While Tilden was developing Robosapien, Hasbro canceled the project several times, leading Yanofsky to negotiate out of the contract in 2003. Robosapien was released in 2004, and over 1.5 million were reportedly sold in the first five months of sale. Robosapien was the first commercially available biomorphic robot, and the first to integrate personality-like features. Tilden continued to develop the line with the Robosapien V2 (released in 2005), which added functionality like speech capability; RS Media robot (released in 2006), which included user-created functions, and Roboreptile (also in 2006). The Roboquad a four-legged robot (released in 2007); the RS Tri-Bot, a three-wheeled robot (released in summer 2008),.

In 2007, working with inventor Sean Frawley, WowWee released the FlyTech Dragonfly – a remote control flying ornithopter. The Dragonfly was named as one of the inventions of the year by Time in 2007. The success of the Dragonfly led to other flying toys, such as the Bladestar (a remote controlled helicopter) and the Butterfly (a wind-up ornithopter aimed at younger children).

===Under Optimal Group===
On September 27, 2007, the publicly traded Optimal Group announced they had entered into a purchase agreement to acquire WowWee Ltd, which they completed in November of that year.

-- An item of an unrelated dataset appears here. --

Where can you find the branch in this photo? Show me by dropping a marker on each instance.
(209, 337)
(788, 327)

At the 2008 CES, several new products (including the Rovio and Femisapien) were announced with their estimated release dates and prices.

===Private again; Fingerlings & Avastars===
In 2010, the management of WowWee entered into a support agreement with Optimal Group, and took the company private again. In 2014, a new product, MiP, was released. It won more than 10 Tech and Toy awards, including the Toy Industry Associations’ 2015 TOTY award for Innovative Toy of the Year. MiP was also named "Innovative Toy of the Year" at the National Robotics Week. At the 2015 CES, WowWee announced products including MiPosaur and REV.

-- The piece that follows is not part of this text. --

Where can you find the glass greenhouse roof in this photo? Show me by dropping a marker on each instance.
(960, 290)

In 2017, the company employed about 100 people. For the 2017 Christmas season, it introduced, through a series of viral promotions on social media, a product called Fingerlings. The tiny robots, in the shape of monkeys, sloths and unicorns, became one of the most popular toys of the season. Some shoppers complained that they were sold fake Fingerlings on Amazon and Walmart's websites. In 2018, WowWee followed up the success with large interactive plush Fingerlings in the Fingerlings Hugs series.

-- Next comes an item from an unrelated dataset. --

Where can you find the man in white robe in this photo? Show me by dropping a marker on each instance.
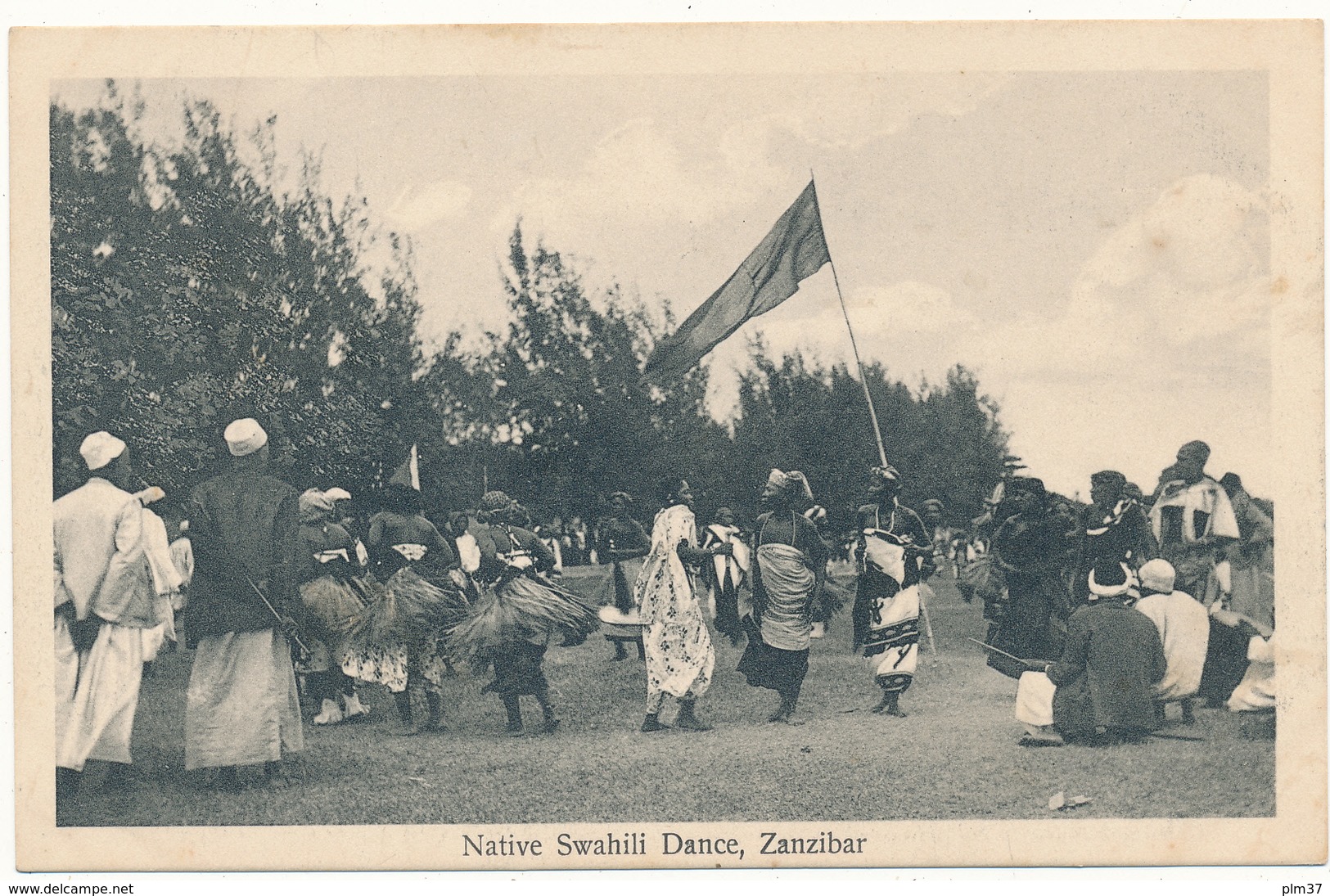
(1193, 523)
(104, 600)
(1185, 630)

In 2022, WowWee formed a partnership with the Roblox development group Gamefam to launch the Avastars line of dolls.

==2010 lawsuit==
On November 23, 2010, Engadget revealed that WowWee and a number of retailers were being sued for trademark infringement by Gibson Guitar Corporation for unlawfully using the shapes of the bodies and headstocks of Gibson's signature guitars in their Paper Jamz line of battery operated toy guitars. WowWee denied any wrongdoing and asserted that the shapes Gibson claimed as trademarks were generic and therefore could not function as trademarks. On November 24, 2010, the court denied Gibson's request for a temporary restraining order, but on December 22, 2010, granted Gibson's motion for a preliminary injunction. The case was later settled, with WowWee paying Gibson an undisclosed amount for licensing the likeness of Gibson guitars, according to Gibson CEO, Henry Juszkiewicz.

== 2022 lawsuit ==
On August 3, 2022, the video game company Roblox Corporation sued WowWee due to the Avastars line of toys. Roblox claimed that the Avastars' designs were too similar to that of a classic Roblox avatar.

==Shows and Movies==

In the film CJ7, the robotic toy CJ1, is probably based on the design of Robopet.